От Кошелева отошли, кроме Кости. Цумэ взял на себя командование.
— Что будем делать с этим? — спросил Занин, показывая в сторону Кошелева глазами.
— Через минуту-другую он умрет, — объяснил Цумэ. — И мы просто оставим его здесь. Для верности пустим в него пулю из личного ствола Киреева. Охранник Корбута застрелил высокого господина, был застрелен охраной Кошелева, Корбут исчез — такая, в общем, картина…
Хотелось бы знать, как все это будет выглядеть на другой стороне. Мастером Игоря была Милена, она умерла раньше. Мастер брата Михаила — тоже. А вот мастер Кошелева жив… и санкцию он давал совсем на другое.
Ничего, Зодиак скажет… Уж этот точно молчать не будет. Если… если сам жив останется.
— Бориса к нам? — спросил Занин.
— Нет. С вас хватит Корбута. Наша машина на другом конце рощи, мы туда его на руках отнесем.
— Я сам дойду, — выдохнул Эней.
— Сам ты дойдешь только до ручки. Сесть можешь? Нет, не можешь ты сесть…
Чеддер, бросай стекломой, у нас совсем другие планы. Или? — Цумэ повернулся к Энею.
— Нет, все правильно. Пусть найдут мою кровь. Чем больше, тем лучше. Накинь на меня куртку, холодно, — Энея и в самом деле насквозь пробивал озноб.
Костя выпрямился и сказал:
— Все.
Бес, все это время смотревший в его сторону, перевел взгляд на Энея. Он не оборачивался как человек, нет — его просто как бы вывернуло наизнанку.
— Нет, — сказал он, поднимая трость. — Нет, еще далеко не все.
И ударил наотмашь.
Эней, защищаясь, поднял руку — но трость прошла через его плоть как туман — и всей силой обрушилась на висок.

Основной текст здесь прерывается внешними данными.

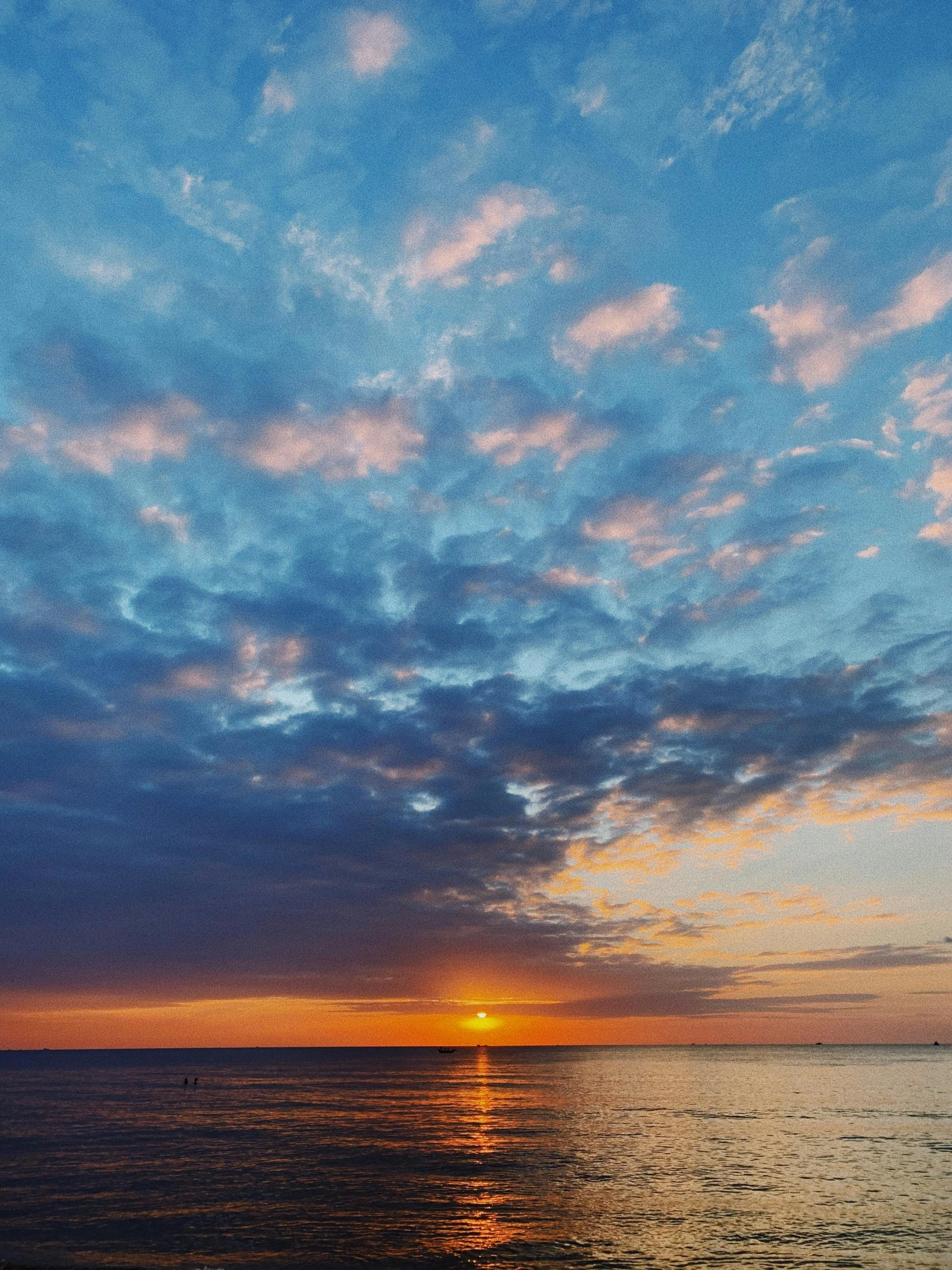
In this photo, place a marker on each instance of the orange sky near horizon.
(280, 1021)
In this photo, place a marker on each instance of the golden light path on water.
(493, 1157)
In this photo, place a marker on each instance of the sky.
(475, 522)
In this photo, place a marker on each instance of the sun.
(481, 1021)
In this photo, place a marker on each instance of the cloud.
(572, 577)
(277, 96)
(643, 318)
(498, 215)
(930, 397)
(645, 524)
(109, 269)
(819, 340)
(373, 41)
(173, 521)
(139, 436)
(642, 522)
(211, 207)
(352, 444)
(562, 433)
(782, 65)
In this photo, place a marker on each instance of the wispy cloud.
(643, 318)
(352, 444)
(438, 256)
(818, 339)
(565, 434)
(784, 65)
(375, 41)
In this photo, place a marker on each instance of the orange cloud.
(819, 340)
(497, 215)
(340, 448)
(561, 433)
(643, 318)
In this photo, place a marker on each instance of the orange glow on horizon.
(276, 1021)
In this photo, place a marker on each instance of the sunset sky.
(477, 522)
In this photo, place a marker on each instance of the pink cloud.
(352, 444)
(373, 41)
(939, 483)
(139, 436)
(733, 559)
(930, 397)
(572, 577)
(643, 318)
(172, 521)
(642, 522)
(561, 433)
(727, 504)
(939, 531)
(818, 339)
(498, 214)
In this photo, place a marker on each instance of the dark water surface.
(669, 1157)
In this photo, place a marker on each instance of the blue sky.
(478, 508)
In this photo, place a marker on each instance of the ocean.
(619, 1156)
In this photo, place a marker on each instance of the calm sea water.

Эней повалился на землю и провалился сквозь нее. Мир ушел вверх — как этаж, который покидаешь на скоростном лифте. Секунду или две он слышал, как его зовут. Потом не слышал ничего.
Интермедия. Дело железа
— Я пригласил вас, друзья, — смешок у доктора Бруммеля был как звук скрипки с отстающей декой. — Чтобы сообщить пренеприятнейшее известие. У нас завелся упырь.
Ротмистр Захарьин, приподняв голову над книгой, нарушил повисшую было в блиндаже тишину.
— Согласно пьесе, кто-то должен воскликнуть «Как упырь? Зачем упырь?!» Однако же мы не в театре, доктор, и восклицаний не будет. Что именно приключилось с дозорными?
— А то и приключилось, — доктор бросил шинель на руки денщику Арефьева и наметанным глазом определил мгновенно, в какой бутылке желтоватая водка-маотай. — Что эти косорылые окончательно человеческий облик потеряли. Теперь им мало снимать дозорных, они еще и кровь из них высасывают.
— Бесовщина какая-то, — буркнул вестовой и перекрестился. И то и другое как бы про себя, господа офицеры его в разговор не приглашали — но именно он первым сообщил, какими слухами полнятся окопы.
— Я слыхал, — вставил мичман Силуянов, — что у них есть обычай выдирать у еще живого врага печень и пожирать ее, пока теплая. Санитарные команды находили иногда тела с вырванной печенью.
— Вы знаете, — после маотая доктор дышал часто и шумно, — еще вчера я бы сам вам сказал — вранье. Сейчас я готов поверить чему угодно.
— И напрасно, — Захарьин поднялся, заложив книгу пальцем, прошелся из конца в конец комнаты. — Верить нужно только тому, что видел своими глазами. Вы своими глазами осматривали тела, стало быть, у вас есть все основания предполагать, что кто-то из японцев высасывает кровь. Высосаны, кстати, были все трое?